A recently discovered botnet called Gitpaste-12 has returned with a new assault targeting web applications, IP cameras, and routers.
Where did it begin?
Gitpaste-12 was first discovered by Juniper Threat Labs in October.
- The malware derives its name from GitHub, and Pastebin - which are used for propagation - and 12 different exploits for previously-known vulnerabilities. The flaws are related to Apache Struts, Asus routers, Webadmin plugin for opendreambox, and Tendo routers.
- The botnet also features commands allowing it to run a cryptominer that targets the Monero cryptocurrency.
- Moreover, the worming capabilities of Gitpaste-12 enable the botnet to replicate and spread silently across systems.
What’s the latest update?
- Soon after its discovery, the Juniper researchers detected a new round of attacks from the botnet in the first half of November. These attacks were targeted at web applications, IP cameras, routers, and more.
- This was accomplished using a new version of Gitpaste-12 that includes exploits for at least 31 vulnerabilities, out of which 12 are borrowed from the previous version.
- The new sample, called X10-unix, is a UPS-packed binary written in Go language and compiled for x86_64 Linux systems.

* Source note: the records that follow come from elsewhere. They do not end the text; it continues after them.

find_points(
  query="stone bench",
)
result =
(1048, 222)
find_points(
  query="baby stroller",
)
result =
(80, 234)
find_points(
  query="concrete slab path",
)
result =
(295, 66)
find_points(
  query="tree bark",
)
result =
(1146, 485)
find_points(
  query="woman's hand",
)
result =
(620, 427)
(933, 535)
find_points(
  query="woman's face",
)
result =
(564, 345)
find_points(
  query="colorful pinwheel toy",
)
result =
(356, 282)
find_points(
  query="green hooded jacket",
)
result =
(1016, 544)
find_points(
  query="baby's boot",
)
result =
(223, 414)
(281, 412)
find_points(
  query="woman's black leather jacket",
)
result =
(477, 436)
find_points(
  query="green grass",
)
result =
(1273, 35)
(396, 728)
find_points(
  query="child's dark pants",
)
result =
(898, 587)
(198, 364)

- Among its other capabilities, the malware also attempts to compromise open Android Debug Bridge connections and existing malware backdoors.
No malware is good, but botnets blended with worm capabilities are particularly annoying because of their ability to spread in an automated fashion. That can lead to lateral spread within an organization, ultimately affecting other networks across the internet and impacting the reputation of organizations.